For this reason, the density of the polyolefin resin foamed sheet 1 is preferably 10 kg/m ³ or more, preferably 15 kg/m ³ or more.

The density of the polyolefin-based resin foam sheet 1 is measured by the method described in JIS K7222:1999 "Foamed plastics and rubbers-Determination of apparent density", specifically by the following method.
(Density measurement method)
A sample of 100 cm ³ or more is prepared from a polyolefin resin foam sheet, and after conditioning this sample for 16 hours in a JIS K7100: 1999 symbol 23/50, class 2 environment, the dimensions and mass are measured, Apparent density is calculated by the following formula.

Apparent density (g/cm ³ ) = sample mass (g)/sample volume (cm ³ )

For the dimension measurement of the sample, for example, "DIGIMATIC" CD-15 type manufactured by Mitutoyo Corporation can be used.

The thickness of the polyolefin resin foam sheet is preferably 0.1 mm or more, more preferably 0.15 mm or more, and even more preferably 0.3 mm or more.
The thickness of the polyolefin resin foam sheet is preferably 6 mm or less, more preferably 5 mm or less, and even more preferably 4 mm or less.

The thickness of the polyolefin resin foamed sheet 1 can be obtained, for example, as an average value of thicknesses measured at ten or more randomly selected measurement points.
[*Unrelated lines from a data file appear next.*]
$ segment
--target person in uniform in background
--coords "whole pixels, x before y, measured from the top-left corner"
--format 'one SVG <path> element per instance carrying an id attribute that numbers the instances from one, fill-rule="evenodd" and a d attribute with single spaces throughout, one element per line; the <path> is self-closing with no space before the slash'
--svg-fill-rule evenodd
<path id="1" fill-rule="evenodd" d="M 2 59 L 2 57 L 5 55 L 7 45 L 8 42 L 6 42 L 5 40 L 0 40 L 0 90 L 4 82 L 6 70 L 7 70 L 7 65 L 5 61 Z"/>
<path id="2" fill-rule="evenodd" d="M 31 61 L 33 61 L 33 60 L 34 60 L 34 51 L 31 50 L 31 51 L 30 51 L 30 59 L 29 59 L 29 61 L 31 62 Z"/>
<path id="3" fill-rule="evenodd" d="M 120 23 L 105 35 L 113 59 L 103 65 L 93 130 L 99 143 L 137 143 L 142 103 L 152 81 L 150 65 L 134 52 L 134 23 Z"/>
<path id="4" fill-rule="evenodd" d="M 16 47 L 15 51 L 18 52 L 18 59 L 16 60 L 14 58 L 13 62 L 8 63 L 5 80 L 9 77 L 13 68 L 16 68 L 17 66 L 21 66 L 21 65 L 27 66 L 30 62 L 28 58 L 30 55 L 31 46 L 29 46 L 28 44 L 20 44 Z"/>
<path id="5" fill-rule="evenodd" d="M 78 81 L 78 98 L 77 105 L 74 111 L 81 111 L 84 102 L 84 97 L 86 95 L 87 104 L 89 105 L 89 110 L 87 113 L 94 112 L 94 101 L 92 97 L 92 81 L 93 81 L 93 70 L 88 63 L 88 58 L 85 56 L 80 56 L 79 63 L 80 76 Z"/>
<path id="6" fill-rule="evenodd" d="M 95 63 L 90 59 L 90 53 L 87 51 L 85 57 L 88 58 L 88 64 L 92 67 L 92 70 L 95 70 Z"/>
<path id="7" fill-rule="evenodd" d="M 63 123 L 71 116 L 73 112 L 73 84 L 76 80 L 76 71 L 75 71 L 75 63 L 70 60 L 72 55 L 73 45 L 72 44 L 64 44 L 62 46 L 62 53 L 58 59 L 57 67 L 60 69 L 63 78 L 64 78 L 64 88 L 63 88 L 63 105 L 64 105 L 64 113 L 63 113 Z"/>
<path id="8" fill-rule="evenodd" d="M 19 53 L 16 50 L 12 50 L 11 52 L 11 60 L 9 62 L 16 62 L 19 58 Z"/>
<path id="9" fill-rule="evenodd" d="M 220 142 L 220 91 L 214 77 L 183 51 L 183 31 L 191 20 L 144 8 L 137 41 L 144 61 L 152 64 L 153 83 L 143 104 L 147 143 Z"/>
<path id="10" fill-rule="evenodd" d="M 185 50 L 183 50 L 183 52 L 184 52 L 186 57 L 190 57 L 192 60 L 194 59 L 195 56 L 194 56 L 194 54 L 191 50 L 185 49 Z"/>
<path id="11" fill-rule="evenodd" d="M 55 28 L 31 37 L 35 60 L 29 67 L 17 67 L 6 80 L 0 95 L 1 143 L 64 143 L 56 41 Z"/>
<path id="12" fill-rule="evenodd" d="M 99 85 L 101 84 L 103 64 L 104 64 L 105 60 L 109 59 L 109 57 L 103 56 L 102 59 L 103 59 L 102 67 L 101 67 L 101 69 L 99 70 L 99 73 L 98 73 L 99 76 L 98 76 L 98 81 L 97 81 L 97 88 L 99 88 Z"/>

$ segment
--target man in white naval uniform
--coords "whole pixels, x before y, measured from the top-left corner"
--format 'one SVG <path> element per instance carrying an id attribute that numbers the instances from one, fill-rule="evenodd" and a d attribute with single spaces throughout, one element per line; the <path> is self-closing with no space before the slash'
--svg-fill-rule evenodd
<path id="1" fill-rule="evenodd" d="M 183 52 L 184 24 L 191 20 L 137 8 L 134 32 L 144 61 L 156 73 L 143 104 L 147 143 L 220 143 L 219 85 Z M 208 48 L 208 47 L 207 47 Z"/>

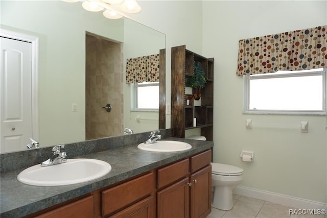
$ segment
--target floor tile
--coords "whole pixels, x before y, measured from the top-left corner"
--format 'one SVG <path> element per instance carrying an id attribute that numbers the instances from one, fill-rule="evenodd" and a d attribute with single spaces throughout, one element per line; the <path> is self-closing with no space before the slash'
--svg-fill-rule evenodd
<path id="1" fill-rule="evenodd" d="M 212 216 L 215 218 L 221 218 L 221 217 L 226 212 L 224 210 L 219 210 L 219 209 L 215 208 L 214 207 L 211 207 L 211 213 L 209 214 L 209 216 Z"/>
<path id="2" fill-rule="evenodd" d="M 240 195 L 238 195 L 238 194 L 235 194 L 233 193 L 233 199 L 238 199 L 240 198 L 240 197 L 241 197 L 241 196 Z"/>
<path id="3" fill-rule="evenodd" d="M 273 203 L 265 202 L 258 214 L 260 218 L 290 218 L 290 209 L 292 207 Z"/>
<path id="4" fill-rule="evenodd" d="M 296 209 L 295 209 L 296 210 Z M 325 218 L 325 216 L 323 214 L 310 214 L 310 211 L 305 211 L 305 210 L 297 210 L 297 213 L 307 213 L 307 214 L 291 214 L 291 218 Z M 314 212 L 314 211 L 312 211 L 312 212 Z"/>
<path id="5" fill-rule="evenodd" d="M 263 201 L 260 203 L 256 203 L 256 201 L 251 198 L 244 198 L 242 200 L 240 199 L 234 204 L 233 209 L 254 216 L 258 214 L 264 202 Z"/>
<path id="6" fill-rule="evenodd" d="M 233 208 L 224 214 L 222 218 L 255 218 L 255 216 Z"/>
<path id="7" fill-rule="evenodd" d="M 249 203 L 253 203 L 254 204 L 260 204 L 261 206 L 263 205 L 265 203 L 265 201 L 260 199 L 256 199 L 255 198 L 250 198 L 245 196 L 241 196 L 238 201 L 247 201 Z"/>

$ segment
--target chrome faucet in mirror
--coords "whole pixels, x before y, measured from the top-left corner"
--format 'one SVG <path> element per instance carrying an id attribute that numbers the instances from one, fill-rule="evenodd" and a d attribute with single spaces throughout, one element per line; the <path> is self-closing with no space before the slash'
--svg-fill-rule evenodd
<path id="1" fill-rule="evenodd" d="M 31 143 L 26 146 L 26 148 L 28 149 L 34 149 L 40 148 L 40 143 L 35 139 L 33 138 L 30 138 Z"/>
<path id="2" fill-rule="evenodd" d="M 155 130 L 151 132 L 151 133 L 150 134 L 150 138 L 147 140 L 144 143 L 146 144 L 152 144 L 153 143 L 155 143 L 157 140 L 161 138 L 161 135 L 155 134 L 156 133 L 159 133 L 159 130 Z"/>
<path id="3" fill-rule="evenodd" d="M 64 148 L 65 148 L 64 144 L 56 146 L 53 147 L 51 151 L 53 155 L 48 160 L 41 163 L 41 166 L 51 166 L 67 162 L 66 152 L 63 152 L 60 151 L 60 149 Z"/>

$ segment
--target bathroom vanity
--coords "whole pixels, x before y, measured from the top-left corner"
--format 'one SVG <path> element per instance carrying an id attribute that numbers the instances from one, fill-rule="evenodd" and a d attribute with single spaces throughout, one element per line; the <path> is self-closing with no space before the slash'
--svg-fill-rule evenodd
<path id="1" fill-rule="evenodd" d="M 132 144 L 75 157 L 112 167 L 105 176 L 85 183 L 34 186 L 17 180 L 24 169 L 3 172 L 1 217 L 205 217 L 211 211 L 213 142 L 168 139 L 192 148 L 161 153 Z"/>

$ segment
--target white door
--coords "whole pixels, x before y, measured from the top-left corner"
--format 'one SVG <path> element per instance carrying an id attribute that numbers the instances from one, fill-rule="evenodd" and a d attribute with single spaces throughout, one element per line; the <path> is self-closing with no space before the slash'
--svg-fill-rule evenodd
<path id="1" fill-rule="evenodd" d="M 0 152 L 26 149 L 32 137 L 32 43 L 1 37 Z"/>

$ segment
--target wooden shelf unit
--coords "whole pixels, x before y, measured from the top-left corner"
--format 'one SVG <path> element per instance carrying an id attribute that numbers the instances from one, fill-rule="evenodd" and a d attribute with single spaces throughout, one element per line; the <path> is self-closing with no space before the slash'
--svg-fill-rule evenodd
<path id="1" fill-rule="evenodd" d="M 200 62 L 206 79 L 202 89 L 201 106 L 185 103 L 187 78 L 194 76 L 194 66 Z M 201 134 L 213 140 L 214 58 L 205 58 L 186 49 L 185 45 L 172 47 L 171 51 L 171 119 L 172 136 L 185 138 L 185 131 L 201 128 Z M 193 118 L 197 118 L 193 127 Z"/>

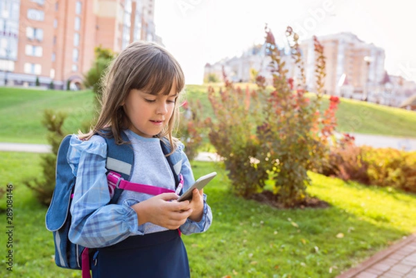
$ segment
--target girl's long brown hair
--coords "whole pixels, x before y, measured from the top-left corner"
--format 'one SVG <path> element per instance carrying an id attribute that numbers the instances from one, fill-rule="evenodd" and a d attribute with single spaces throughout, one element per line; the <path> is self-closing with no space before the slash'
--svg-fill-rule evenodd
<path id="1" fill-rule="evenodd" d="M 172 86 L 180 93 L 184 87 L 183 71 L 173 56 L 153 42 L 135 42 L 128 45 L 112 62 L 102 79 L 101 110 L 95 125 L 88 133 L 80 132 L 80 138 L 89 139 L 94 134 L 113 137 L 118 144 L 125 144 L 121 132 L 130 125 L 123 104 L 132 89 L 157 95 L 168 95 Z M 177 147 L 172 135 L 179 118 L 178 101 L 168 125 L 157 136 L 167 137 L 171 151 Z"/>

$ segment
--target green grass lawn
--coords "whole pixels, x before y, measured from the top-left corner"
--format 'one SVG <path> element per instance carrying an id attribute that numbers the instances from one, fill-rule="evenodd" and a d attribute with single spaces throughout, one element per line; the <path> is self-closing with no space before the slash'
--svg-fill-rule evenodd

The polyolefin resin foam sheet preferably has a basis weight of 10 g/m ² or more, more preferably 15 g/m ² or more, and even more preferably 25 g/m ² or more.
The basis weight of the polyolefin resin foam sheet is preferably 600 g/m ² or less, more preferably 500 g/m ² or less, and even more preferably 400 g/m ² or less.

The basis weight of the foamed polyolefin resin sheet can be measured by the method described in JIS P8124:2011 “Paper and paperboard—Method for measuring basis weight”.
Specifically, 10 samples of 100 cm ² or more are cut out, the mass and area of each sample are measured, and the mass and area can be obtained by the following equation.

Basis weight (g/m ² ) = 10000 x test piece mass (g)/test piece area (cm ² )

The polyolefin resin foam sheet preferably has a bleed-out amount of 0.3% by mass or less at least on the first surface 1a (the surface in contact with the package), and a bleed-out amount of 0.2% by mass or less. More preferably, the amount of bleeding out is 0.1% by mass or less.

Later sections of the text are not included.